Trauma to your toenail usually results from some form of injury, such as stubbing your toes, dropping something heavy onto your foot, wearing ill-fitting shoes, and picking at your nails. Other traumatic injuries to the toenail may result from a poorly done pedicure or from activities such as running or ballet dancing.
Symptoms of Toenail Trauma
Any significant trauma to the toenail is bound to result in pain or throbbing. Some people may also experience some bleeding or a collection of blood under the toenail.
Other symptoms may include:
- Thickening of the toenail
- Nail lifting away from the skin
Sometimes injuries to the toe could also cause the toenail to separate completely or partially from the nail bed or cause injury to the underlying bone.

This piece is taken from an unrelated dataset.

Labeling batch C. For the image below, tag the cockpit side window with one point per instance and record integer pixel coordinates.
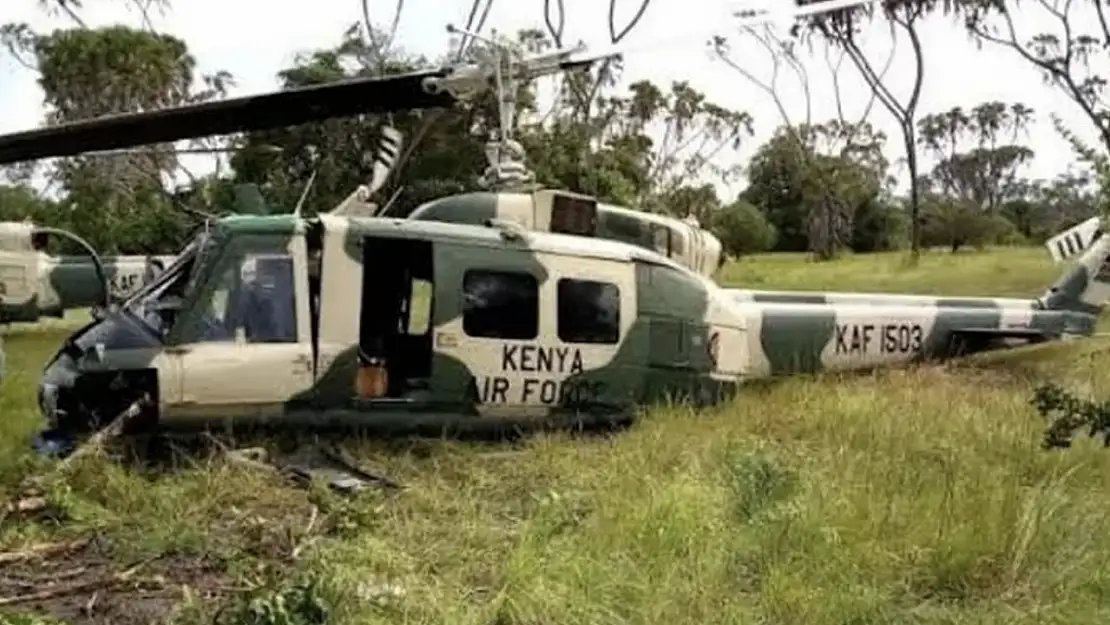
(254, 293)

Treatment for Toenail Trauma
Treatment for toenail trauma depends on the type of injury and can include surgery and /or oral or topical medication.
Clubbed toenails refer to changes under and around the toenails that cause the toes to take on a widened, club-like appearance.
Causes of Clubbed Toenails
Clubbed toenails are often the result of underlying medical conditions, such as heart disease, lung disease, gastrointestinal disorders, and cancer. For some people, it is an inherited trait.
Symptoms of Clubbed Toenails
Symptoms of clubbed nails may include:
- Widening and rounding of toenails
- Downward curving of the toenails
- A pronounced angle between the cuticles and nails
- Softening of the nail beds
- Floating appearance of the nails
- Bulging of the tips of the toes
Treatment for Clubbed Toenails
Treatment for clubbed nails requires treating the underlying medical condition.
There are several causes for thick toenails, including toenail fungus, psoriasis, type 1 or 2 diabetes, sudden or repeated trauma or injury to the toenails due to sports activities (e.g., running, dancing, etc.), as well as ill-fitting shoes.
Psoriasis is an autoimmune disease that usually causes red, scaly patches on the skin. It can also cause fingernails and toenails to thicken. If psoriasis is the cause of your nail thickness, you are likely to develop ridges on the nails, and the nails may become loose and separate from the nail bed.
Additionally, aging can cause your toenails to thicken.
Over time as the toenails get thicker, you might start experiencing some symptoms, such as:
- Nails become brittle and easy to break
- Nails have a bad odor
- Nails lift from the nail bed easily
- Nails become difficult to cut or trim
- Nails split or crack easily
- Nails become painful
Thick toenails may also change in appearance by taking on a yellow, green, or brown hue and start looking gnarly or have some scaling on the surface.
Consulting a Podiatrist
If thick toenails are left untreated, they can get worse and cause pain. It is, therefore, important to seek medical advice when you notice any discoloration or thickening of the nails. There may be some underlying medical conditions causing these issues that need to be addressed.
Treatment for Thick Toenails
The treatment for thick toenails depends on its cause. Your doctor will look at your medical history and examine your nails to determine the appropriate treatment.
For instance, if nail thickening is due to psoriasis, your doctor may prescribe additional medication or recommend topical steroids or injections to help the nails heal.